Oh! Il ne faut pas jouer avec les choses outre-tombe et trop nier les esprits du mal. J'ai connu jadis un garçon riche, enragé de sciences occultes. Il fut président d'une société de théosophie à Paris et il écrivit même un petit livre sur la doctrine ésotérique, dans la collection de l'isis. Eh bien, il ne voulut pas, comme les Péladan et les Papus, se contenter de ne rien savoir, et il se rendit en Ecosse où le diabolisme sévit. Là, il fréquenta l'homme qui, moyennant finances, vous initie aux arcanes sataniques et il tenta l'épreuve. Vit-il celui que dans " zanoni " Bulwer Lytton appelle " le gardien du seuil du mystère "? Je l'ignore, mais ce qui est avéré c'est qu'il s'évanouit d'horreur et revint en France épuisé, à moitié mort.
– diantre! Fit Durtal. Tout n'est pas rose, dans ce métier; mais, voyons, lorsqu'on entre dans cette voie, l'on ne peut donc évoquer que les esprits du mal?
– t'imagines-tu que les anges qui n'obéissent, ici-bas, qu'aux Saints, reçoivent les ordres du premier venu?
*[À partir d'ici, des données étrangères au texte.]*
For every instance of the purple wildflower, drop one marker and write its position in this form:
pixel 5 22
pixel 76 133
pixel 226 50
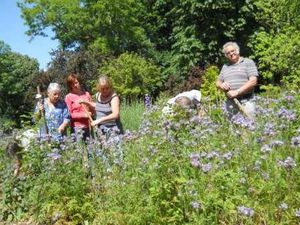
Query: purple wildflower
pixel 147 102
pixel 213 154
pixel 287 114
pixel 283 206
pixel 297 213
pixel 276 143
pixel 246 211
pixel 195 205
pixel 289 98
pixel 295 142
pixel 54 155
pixel 269 129
pixel 206 167
pixel 195 160
pixel 239 119
pixel 266 149
pixel 228 155
pixel 288 163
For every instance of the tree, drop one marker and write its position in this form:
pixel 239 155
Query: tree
pixel 132 75
pixel 17 73
pixel 191 32
pixel 110 26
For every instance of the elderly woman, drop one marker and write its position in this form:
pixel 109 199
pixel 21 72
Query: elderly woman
pixel 55 113
pixel 107 107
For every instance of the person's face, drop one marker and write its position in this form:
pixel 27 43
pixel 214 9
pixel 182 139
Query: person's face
pixel 105 90
pixel 232 54
pixel 54 96
pixel 76 85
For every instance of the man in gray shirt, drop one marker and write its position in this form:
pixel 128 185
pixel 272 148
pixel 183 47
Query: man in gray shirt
pixel 237 79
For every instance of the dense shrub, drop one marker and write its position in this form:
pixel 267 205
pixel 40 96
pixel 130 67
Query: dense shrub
pixel 133 75
pixel 208 87
pixel 278 56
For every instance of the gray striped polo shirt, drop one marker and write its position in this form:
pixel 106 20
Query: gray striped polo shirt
pixel 238 74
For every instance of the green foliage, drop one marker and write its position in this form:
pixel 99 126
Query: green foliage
pixel 176 169
pixel 208 88
pixel 133 75
pixel 108 26
pixel 130 122
pixel 17 73
pixel 278 56
pixel 189 33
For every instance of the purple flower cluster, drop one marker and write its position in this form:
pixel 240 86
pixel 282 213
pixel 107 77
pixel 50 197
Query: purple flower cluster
pixel 147 102
pixel 266 149
pixel 269 129
pixel 242 121
pixel 283 206
pixel 289 98
pixel 297 213
pixel 288 163
pixel 295 142
pixel 195 162
pixel 195 205
pixel 286 114
pixel 246 211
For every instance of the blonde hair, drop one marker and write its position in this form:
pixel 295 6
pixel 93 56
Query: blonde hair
pixel 104 80
pixel 53 87
pixel 232 44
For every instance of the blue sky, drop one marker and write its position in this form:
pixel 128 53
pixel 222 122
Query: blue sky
pixel 12 32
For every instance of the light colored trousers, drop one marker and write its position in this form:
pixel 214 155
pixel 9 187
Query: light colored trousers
pixel 248 104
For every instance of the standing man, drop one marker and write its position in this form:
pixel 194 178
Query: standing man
pixel 237 79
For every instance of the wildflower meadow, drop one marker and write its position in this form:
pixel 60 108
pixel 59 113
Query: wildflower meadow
pixel 174 169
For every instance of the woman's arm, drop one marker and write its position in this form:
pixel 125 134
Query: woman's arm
pixel 115 107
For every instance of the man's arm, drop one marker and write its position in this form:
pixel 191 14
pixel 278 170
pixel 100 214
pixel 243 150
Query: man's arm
pixel 247 87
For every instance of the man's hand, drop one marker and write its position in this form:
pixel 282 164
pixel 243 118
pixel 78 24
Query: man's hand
pixel 232 93
pixel 225 86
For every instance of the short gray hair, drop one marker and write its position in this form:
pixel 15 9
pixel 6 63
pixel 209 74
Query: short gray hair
pixel 53 87
pixel 232 44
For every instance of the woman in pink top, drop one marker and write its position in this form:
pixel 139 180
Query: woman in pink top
pixel 80 113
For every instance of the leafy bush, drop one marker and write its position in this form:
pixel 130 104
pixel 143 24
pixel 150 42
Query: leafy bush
pixel 130 122
pixel 208 88
pixel 132 75
pixel 278 56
– mais enfin, il doit y avoir, entre les esprits de lumière et les esprits de ténèbres, un moyen terme, des esprits ni célestes, ni démoniaques, mitoyens, ceux, par exemple, qui débitent de si fétides âneries dans les séances des spirites!
– un prêtre me disait, un soir, que les larves indifférentes, neutres, habitent un territoire invisible et naturel, quelque chose comme une petite île qu'assiègent, de toutes parts, les bons et les mauvais esprits. Elles sont de plus en plus refoulées, finissent par se fondre dans l'un ou l'autre camp. Or, à force d'évoquer ces larves, les occultistes qui ne peuvent, bien entendu, attirer les anges, finissent par amener les esprits du mal et, qu'ils le veuillent ou non, sans même le savoir, ils se meuvent dans le diabolisme. C'est là, en somme, où aboutit à un moment donné, le spiritisme!
– oui, et si l'on admet cette dégoûtante idée qu'un médium imbécile peut susciter les morts, à plus forte raison, doit-on reconnaître l'étampe de Satan, dans ces pratiques.
– sans aucun doute; de quelque côté que l'on se tourne, le spiritisme est une ordure!
– alors, tu ne crois pas, en somme, à la théurgie, à la magie blanche?
– non, c'est de la blague! C'est un oripeau qui sert aux gaillards tels que les rose-croix, à cacher leurs plus répugnants essais de magie noire.
Personne n'ose avouer qu'il satanise; la magie blanche, mais malgré les belles phrases dont l'assaisonnent les hypocrites ou les niais, en quoi veux-tu qu'elle consiste? Où veux-tu qu'elle mène? D'ailleurs l'église, que ces compérages ne sauraient duper, condamne indifféremment l'une et l'autre de ces magies.